NIST SP 800-53とは
NIST SP 800-53(連邦政府情報システム、および連邦組織のためのセキュリティ管理策とプライバシー管理策)は、米国連邦政府の内部セキュリティ基準を示すガイドラインです。
一方、日本政府も、政府で導入するクラウドサービスに要求するセキュリティ管理基準のひとつとしてNIST SP 800-53を採用する方針を出しており、日本国内の各組織も無視できないガイドラインとなっています。
ダウンロードはこちらNIST SP 800-53の実践におけるヒント
NIST SP 800-53の目的
NIST SP 800-53は、米国政府内の情報システムをより安全なものにし、効果的にリスク管理するためのガイドラインです。
NIST SP 800-53に示されているプライバシー要求事項およびセキュリティ要求事項を強制的に適用することで、連邦政府のプライバシー管理とセキュリティ管理を行うとしています。
一方、政府組織だけでなく民間組織においてもNIST SP 800-53を活用するよう推奨しています。
NIST SP 800-53発行の経緯
2006年3月に発行されたFIPS Publication 200(連邦政府の情報、および連邦政府の情報システムに対する最低限のセキュリティ要求事項)は、商務省長官が承認している文書で、連邦標準規格として強制力があります。

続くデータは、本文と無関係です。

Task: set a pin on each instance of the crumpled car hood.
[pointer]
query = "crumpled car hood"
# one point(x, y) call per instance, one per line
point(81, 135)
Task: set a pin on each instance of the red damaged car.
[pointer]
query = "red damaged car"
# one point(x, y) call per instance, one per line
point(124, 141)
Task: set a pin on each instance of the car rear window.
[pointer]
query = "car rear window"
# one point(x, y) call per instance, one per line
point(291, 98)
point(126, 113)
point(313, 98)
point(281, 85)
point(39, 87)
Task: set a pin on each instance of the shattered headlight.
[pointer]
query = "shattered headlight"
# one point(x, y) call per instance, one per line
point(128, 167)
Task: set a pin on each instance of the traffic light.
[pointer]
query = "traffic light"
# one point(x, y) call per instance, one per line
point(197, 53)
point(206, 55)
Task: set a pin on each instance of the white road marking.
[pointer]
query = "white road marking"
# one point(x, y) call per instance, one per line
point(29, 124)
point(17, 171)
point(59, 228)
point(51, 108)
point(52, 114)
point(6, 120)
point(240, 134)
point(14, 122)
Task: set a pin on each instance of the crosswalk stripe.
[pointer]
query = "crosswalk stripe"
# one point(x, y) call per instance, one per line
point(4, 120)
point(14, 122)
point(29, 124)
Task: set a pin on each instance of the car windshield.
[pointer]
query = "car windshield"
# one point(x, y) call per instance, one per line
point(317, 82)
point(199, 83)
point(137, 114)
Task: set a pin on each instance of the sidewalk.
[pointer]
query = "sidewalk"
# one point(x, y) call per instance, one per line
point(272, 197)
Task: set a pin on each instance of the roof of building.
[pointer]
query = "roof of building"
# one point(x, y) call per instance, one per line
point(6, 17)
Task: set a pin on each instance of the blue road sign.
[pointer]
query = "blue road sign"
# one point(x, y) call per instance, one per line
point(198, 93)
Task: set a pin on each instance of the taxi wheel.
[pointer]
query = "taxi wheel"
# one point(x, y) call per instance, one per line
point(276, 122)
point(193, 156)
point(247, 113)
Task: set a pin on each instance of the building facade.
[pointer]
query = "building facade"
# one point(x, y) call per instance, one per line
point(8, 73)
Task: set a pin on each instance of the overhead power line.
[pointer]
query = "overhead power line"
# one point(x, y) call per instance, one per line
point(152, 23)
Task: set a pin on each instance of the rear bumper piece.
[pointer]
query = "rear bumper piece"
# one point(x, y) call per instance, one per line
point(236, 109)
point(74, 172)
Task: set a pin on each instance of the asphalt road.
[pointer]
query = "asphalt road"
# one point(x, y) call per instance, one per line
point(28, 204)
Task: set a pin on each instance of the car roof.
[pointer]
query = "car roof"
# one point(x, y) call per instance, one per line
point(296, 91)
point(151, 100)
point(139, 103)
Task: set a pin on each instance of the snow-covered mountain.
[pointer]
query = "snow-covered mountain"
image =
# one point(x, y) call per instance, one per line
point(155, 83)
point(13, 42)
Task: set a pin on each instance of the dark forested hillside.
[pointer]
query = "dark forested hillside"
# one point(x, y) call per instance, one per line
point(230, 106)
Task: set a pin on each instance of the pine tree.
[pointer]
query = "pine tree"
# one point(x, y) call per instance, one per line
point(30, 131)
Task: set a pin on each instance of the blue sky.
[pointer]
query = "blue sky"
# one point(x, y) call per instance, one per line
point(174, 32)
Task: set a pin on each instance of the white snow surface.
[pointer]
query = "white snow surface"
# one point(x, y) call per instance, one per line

FIPS Publication 200は最低限のセキュリティ要求事項について、17のセキュリティ関連分野にわたり規定したものですが、具体的なセキュリティ管理策を選択・特定するための指針は記載されていません。
FIPS Publication 200に準拠するための具体的な指針を示す文書として発行されたのが、NIST SP 800-53です。

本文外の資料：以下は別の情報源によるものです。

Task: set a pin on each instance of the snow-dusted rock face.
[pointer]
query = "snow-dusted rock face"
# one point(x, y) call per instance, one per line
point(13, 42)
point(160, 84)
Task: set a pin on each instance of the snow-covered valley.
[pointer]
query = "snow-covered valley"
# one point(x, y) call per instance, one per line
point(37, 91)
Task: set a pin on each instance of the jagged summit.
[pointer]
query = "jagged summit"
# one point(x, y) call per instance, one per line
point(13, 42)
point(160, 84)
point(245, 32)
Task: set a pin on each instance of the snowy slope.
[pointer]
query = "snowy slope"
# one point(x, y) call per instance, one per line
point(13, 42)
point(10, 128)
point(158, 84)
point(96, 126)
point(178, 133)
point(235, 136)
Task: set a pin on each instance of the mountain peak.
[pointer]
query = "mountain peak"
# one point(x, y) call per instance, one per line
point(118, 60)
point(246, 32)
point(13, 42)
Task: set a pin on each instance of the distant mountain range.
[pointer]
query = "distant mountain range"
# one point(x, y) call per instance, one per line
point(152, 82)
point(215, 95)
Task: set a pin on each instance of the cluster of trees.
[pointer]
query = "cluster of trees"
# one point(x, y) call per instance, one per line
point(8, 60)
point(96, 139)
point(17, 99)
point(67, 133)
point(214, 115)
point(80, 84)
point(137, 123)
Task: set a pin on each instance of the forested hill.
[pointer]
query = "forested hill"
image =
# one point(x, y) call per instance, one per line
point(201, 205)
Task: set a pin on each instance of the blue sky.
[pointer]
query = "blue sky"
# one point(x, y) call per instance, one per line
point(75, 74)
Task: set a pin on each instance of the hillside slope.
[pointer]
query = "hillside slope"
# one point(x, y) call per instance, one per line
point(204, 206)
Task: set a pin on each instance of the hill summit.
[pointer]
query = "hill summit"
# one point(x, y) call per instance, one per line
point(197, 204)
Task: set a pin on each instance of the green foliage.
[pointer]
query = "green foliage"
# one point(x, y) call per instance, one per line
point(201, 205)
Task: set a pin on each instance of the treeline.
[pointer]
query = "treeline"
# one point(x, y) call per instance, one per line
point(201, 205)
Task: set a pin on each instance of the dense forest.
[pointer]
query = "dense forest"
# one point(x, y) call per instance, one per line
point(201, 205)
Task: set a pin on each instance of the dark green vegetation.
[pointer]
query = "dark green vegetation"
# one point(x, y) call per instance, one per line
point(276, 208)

FIPS Publication 200の「連邦政府の情報および情報システムに対する最低限のセキュリティ要求事項のための規格の公布について」のページでも、次のように明記されています。
NIST SP 800-53の最新版に記載されたセキュリティ管理策を導入することによって、本規格で規定された最低限のセキュリティ要求事項を満たさなければならない。
プライバシー・セキュリティ管理策を規定したNIST SP 800-53
NIST SP 800-53にはプライバシー管理策とセキュリティ管理策が規定されています。
米国においてプライバシー保護の拠り所となっている「Fair Information Practice Principles(個人情報の公正な運用についての原則)」に基づいて定めた、次の8つのプライバシー管理策について解説しています。
- 権限と目的
- データの品質と完全性
- 個人による参加と個人の救済
- 透明性
- 責任説明、監査、およびリスクマネジメント
- データの最小化と保持
- セキュリティ
- 使用制限
NIST SP 800-53では、プライバシー管理策に加えて詳細なセキュリティ管理策が解説されています。
また、これらのセキュリティ管理策は、組織の情報システムの運用環境を抜本的に強化するものだとしています。
具体的には次のような技術や脅威に対するセキュリティ管理策が規定されています。
- モバイルコンピューティング
- クラウドコンピューティング
- アプリケーションセキュリティ
- 信頼性
- セキュリティ保証
- 情報システムの回復性
- インサイダー脅威
- サプライチェーンセキュリティ
- APT 攻撃など
NIST SP 800-53で示しているのは情報セキュリティおよびリスク管理に対する“包括的”なアプローチである点が、特に強調されています。
NIST SP 800-53の対象読者
NIST SP 800-53の対象読者は、次のような情報システムや情報セキュリティ関係の専門家です。
■情報セキュリティやリスク管理の責任者
運用認可責任者・最高情報責任者・最高情報セキュリティ責任者・情報システム管理者・情報セキュリティ管理者等
■情報システムの開発責任者
プログラムマネージャー・システム設計者・システム開発者・情報セキュリティエンジニア・システムインテグレータ等
■情報セキュリティの実装・運用の責任者
業務オーナー・企業オーナー・情報システムオーナー・共通管理策提供者・情報オーナー・情報管理者・システムアドミニストレータ・情報システムセキュリティ責任者等
■情報セキュリティ評価・モニタリングの責任者
監査人・首席監察官・システム評価者・独立検査人・アナリスト・情報システムオーナー等
■IT製品・ITシステム・情報セキュリティ関連技術の研究や開発を行う企業
NIST SP 800-53とNIST SP 800-171の違い
NIST SP 800-53と関連の深い文書としてNIST SP 800-171があります。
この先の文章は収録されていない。